Play a game on your phone. It may seem like a waste of time when it’s keeping you from grocery shopping or doing the dishes, but a phone game (or even just the New York Times crossword puzzle) is the perfect mental stimulation to stop boredom eating. “Choose an activity that is both stimulating and relaxing at the same time,” Albers says. “You don’t want anything that’s going to be too taxing and too mind numbing. Sometimes TV doesn’t even help—if there’s nothing engaging on, it makes it worse.”

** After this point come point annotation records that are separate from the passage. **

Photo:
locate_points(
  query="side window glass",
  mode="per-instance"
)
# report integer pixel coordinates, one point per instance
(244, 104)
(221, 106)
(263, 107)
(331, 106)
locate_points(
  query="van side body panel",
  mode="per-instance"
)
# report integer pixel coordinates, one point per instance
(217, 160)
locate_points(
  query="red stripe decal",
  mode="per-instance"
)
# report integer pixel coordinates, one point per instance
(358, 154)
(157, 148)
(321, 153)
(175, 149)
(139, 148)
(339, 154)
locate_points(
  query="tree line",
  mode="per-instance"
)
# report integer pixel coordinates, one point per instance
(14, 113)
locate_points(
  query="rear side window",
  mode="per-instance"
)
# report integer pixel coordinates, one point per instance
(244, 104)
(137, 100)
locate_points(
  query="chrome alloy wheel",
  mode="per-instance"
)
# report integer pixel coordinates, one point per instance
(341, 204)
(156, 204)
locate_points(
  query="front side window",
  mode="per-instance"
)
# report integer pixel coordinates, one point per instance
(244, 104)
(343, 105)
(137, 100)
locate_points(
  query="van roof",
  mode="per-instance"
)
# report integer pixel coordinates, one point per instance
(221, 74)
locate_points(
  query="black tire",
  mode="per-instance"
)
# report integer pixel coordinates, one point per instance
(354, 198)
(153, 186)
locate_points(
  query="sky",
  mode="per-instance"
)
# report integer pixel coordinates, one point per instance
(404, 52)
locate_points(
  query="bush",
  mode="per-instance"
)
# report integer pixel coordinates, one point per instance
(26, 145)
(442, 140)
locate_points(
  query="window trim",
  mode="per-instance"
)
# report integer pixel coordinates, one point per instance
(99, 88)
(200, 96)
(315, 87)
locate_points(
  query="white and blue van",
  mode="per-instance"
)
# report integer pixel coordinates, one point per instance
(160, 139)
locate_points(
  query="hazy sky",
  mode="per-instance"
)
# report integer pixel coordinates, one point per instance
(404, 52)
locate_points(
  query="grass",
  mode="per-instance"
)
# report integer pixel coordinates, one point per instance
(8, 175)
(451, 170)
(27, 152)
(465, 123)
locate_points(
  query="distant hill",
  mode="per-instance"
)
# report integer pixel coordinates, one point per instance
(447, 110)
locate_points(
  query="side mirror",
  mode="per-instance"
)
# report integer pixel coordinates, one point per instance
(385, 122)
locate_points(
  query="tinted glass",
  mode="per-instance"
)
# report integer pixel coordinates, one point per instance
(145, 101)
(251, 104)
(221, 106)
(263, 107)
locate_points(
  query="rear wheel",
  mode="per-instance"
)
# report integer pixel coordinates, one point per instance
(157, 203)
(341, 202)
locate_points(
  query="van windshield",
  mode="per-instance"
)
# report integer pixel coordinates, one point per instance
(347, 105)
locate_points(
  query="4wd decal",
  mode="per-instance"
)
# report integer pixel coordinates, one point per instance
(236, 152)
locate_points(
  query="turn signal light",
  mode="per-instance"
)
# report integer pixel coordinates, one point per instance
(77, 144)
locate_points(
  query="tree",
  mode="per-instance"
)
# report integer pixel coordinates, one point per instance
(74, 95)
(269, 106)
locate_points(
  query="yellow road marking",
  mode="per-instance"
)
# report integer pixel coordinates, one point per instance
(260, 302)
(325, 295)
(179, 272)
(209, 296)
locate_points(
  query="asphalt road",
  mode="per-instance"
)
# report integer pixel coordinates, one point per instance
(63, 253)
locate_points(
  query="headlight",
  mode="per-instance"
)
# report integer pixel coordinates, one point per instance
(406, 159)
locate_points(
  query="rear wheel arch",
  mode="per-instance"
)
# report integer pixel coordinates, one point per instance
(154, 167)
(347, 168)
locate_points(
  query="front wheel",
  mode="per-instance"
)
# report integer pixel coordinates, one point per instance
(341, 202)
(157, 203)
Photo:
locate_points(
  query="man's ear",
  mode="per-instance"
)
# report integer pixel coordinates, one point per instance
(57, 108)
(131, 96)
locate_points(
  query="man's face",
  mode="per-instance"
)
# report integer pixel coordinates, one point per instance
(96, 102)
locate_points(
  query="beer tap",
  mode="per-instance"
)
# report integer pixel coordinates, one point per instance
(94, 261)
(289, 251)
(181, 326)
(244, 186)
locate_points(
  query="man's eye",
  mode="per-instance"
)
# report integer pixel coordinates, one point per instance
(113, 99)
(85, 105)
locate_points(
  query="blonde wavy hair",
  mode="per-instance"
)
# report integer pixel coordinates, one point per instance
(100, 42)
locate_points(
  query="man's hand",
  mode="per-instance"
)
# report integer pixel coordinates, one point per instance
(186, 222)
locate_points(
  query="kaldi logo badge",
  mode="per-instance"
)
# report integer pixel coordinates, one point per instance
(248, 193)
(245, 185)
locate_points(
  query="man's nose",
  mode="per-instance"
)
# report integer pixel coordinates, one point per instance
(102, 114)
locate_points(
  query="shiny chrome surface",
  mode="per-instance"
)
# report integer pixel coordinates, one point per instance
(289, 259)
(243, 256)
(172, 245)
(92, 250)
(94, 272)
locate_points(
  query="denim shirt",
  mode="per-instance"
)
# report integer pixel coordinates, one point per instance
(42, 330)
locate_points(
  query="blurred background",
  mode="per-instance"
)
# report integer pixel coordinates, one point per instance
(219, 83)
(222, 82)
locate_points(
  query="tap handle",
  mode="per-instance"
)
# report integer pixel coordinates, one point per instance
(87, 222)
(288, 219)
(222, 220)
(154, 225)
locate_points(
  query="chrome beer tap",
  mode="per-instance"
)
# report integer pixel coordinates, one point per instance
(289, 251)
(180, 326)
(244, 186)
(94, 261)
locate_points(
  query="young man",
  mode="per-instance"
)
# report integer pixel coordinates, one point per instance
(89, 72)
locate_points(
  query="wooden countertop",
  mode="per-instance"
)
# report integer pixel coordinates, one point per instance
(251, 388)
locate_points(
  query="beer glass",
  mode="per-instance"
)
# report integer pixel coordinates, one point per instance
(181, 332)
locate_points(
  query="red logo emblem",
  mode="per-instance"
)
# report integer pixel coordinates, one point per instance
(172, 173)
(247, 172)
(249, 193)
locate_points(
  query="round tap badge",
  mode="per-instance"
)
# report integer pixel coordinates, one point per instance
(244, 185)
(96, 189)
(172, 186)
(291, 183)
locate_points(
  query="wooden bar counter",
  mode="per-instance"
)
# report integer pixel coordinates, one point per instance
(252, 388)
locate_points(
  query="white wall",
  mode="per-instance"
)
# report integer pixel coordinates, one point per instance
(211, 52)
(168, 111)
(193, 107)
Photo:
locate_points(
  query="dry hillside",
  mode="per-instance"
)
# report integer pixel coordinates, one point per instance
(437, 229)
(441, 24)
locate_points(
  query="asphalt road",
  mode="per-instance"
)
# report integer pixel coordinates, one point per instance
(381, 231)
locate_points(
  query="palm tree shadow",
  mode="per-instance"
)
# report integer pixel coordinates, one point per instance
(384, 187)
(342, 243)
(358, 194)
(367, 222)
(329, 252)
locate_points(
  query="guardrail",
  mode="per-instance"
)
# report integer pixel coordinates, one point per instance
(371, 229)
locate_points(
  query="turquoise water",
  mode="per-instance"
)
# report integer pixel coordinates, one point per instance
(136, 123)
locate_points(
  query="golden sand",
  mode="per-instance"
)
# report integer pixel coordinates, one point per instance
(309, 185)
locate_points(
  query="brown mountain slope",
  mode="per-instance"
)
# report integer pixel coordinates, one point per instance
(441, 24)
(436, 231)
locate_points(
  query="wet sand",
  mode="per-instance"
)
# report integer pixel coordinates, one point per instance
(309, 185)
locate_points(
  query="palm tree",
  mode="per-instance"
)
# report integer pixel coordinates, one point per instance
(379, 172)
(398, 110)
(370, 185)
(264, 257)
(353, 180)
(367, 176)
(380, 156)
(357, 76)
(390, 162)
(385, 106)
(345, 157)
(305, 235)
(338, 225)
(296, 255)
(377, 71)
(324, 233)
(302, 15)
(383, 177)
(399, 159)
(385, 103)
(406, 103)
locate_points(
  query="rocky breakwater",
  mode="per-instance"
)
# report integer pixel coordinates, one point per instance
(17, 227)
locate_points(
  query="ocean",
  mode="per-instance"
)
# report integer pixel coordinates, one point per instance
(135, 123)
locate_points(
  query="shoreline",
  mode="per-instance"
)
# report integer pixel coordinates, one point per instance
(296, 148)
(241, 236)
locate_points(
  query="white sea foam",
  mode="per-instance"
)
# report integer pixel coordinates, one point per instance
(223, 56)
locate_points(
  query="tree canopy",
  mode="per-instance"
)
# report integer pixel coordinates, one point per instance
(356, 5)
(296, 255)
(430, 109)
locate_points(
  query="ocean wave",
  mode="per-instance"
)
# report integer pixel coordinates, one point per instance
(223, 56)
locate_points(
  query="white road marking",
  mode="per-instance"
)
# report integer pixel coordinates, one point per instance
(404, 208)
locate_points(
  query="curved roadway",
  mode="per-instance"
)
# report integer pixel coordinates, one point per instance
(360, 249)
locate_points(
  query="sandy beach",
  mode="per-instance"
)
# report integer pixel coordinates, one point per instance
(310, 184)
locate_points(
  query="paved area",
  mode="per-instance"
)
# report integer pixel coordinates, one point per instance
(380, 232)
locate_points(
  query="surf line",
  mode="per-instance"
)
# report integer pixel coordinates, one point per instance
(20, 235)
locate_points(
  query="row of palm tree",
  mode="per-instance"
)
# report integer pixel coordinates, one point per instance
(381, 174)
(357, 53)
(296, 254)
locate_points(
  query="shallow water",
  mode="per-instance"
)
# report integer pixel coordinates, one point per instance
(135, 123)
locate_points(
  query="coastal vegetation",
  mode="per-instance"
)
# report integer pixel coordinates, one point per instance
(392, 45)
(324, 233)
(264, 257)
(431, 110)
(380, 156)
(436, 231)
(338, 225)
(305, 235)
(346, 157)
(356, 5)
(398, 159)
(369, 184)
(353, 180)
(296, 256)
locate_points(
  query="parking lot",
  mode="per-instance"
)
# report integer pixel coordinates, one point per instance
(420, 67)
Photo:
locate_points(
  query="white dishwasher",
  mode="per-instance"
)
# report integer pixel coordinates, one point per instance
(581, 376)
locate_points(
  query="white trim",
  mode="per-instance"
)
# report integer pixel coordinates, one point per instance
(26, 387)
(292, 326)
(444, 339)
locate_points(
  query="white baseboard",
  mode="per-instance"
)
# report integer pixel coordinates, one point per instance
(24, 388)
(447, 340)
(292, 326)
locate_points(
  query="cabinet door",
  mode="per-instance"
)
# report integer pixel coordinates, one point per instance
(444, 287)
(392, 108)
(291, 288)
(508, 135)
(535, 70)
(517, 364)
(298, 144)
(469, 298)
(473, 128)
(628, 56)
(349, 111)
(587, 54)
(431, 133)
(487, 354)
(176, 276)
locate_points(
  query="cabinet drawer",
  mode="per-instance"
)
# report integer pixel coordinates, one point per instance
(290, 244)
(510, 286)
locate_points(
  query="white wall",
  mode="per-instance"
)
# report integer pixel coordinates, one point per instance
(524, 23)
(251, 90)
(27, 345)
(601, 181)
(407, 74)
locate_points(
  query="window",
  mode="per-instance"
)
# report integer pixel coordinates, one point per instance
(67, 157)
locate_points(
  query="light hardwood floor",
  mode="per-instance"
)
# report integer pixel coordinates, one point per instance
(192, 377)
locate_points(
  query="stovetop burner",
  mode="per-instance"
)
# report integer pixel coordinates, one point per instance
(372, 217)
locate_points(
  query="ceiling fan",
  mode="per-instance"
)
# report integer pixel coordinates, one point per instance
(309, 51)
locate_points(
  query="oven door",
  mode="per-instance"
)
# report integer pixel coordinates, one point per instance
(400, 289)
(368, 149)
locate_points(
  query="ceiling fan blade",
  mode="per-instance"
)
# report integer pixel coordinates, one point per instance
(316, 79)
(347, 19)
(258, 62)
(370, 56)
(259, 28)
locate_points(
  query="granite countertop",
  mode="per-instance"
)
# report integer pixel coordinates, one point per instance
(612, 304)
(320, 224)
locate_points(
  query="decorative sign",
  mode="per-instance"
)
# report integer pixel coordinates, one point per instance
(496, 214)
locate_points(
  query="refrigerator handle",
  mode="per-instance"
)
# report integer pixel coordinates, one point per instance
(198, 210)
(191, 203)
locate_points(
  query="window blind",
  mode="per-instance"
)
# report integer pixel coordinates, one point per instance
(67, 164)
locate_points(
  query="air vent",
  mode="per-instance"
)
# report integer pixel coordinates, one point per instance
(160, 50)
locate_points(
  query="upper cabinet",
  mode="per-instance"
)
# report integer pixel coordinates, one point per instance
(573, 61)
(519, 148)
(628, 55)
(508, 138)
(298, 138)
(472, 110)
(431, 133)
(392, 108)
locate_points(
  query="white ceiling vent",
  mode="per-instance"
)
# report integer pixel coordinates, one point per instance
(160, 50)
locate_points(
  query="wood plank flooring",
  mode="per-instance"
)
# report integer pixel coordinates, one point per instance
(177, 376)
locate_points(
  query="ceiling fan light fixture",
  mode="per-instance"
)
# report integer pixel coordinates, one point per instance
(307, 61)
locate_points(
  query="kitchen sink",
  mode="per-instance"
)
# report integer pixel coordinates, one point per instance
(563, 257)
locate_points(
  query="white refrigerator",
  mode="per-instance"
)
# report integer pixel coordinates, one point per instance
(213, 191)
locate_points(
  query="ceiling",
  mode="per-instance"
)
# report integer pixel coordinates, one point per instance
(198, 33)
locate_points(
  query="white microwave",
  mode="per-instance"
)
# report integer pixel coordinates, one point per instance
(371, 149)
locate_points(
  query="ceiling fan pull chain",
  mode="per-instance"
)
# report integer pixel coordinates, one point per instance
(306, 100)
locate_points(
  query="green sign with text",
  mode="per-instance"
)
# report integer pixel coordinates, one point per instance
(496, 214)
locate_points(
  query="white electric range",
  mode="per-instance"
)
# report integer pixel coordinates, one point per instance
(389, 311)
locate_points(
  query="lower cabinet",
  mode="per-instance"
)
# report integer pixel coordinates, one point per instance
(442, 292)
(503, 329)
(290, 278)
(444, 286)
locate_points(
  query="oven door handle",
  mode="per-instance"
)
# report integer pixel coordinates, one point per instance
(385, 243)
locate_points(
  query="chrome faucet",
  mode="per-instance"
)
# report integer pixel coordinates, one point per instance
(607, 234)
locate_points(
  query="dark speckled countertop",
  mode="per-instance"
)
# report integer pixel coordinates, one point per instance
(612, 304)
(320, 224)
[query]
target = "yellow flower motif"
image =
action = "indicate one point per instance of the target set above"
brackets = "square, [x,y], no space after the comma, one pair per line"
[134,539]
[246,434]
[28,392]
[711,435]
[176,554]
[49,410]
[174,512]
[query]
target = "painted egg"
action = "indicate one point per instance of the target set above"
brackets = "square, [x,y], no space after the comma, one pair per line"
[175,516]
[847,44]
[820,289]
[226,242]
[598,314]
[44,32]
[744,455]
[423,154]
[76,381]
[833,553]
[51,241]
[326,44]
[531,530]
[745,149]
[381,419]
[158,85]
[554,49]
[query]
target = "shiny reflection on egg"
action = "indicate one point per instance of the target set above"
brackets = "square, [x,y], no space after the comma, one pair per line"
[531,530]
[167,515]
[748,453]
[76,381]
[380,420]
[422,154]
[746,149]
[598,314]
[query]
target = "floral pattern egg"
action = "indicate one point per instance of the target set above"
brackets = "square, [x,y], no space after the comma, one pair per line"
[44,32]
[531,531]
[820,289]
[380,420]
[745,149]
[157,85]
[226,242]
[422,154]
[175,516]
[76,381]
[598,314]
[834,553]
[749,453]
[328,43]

Try, try again. The biggest thing to keep in mind: This is a habit. And the only way to break one for good is with repetition. “Start with awareness and work your way backwards,” Melissa says. “You don’t have to sit and psychoanalyze yourself and feel bad or wrong. Each time you do it, recognize it, and then change it. It’s repetition.” If you keep reminding your brain you want to change your patterns, eventually you will.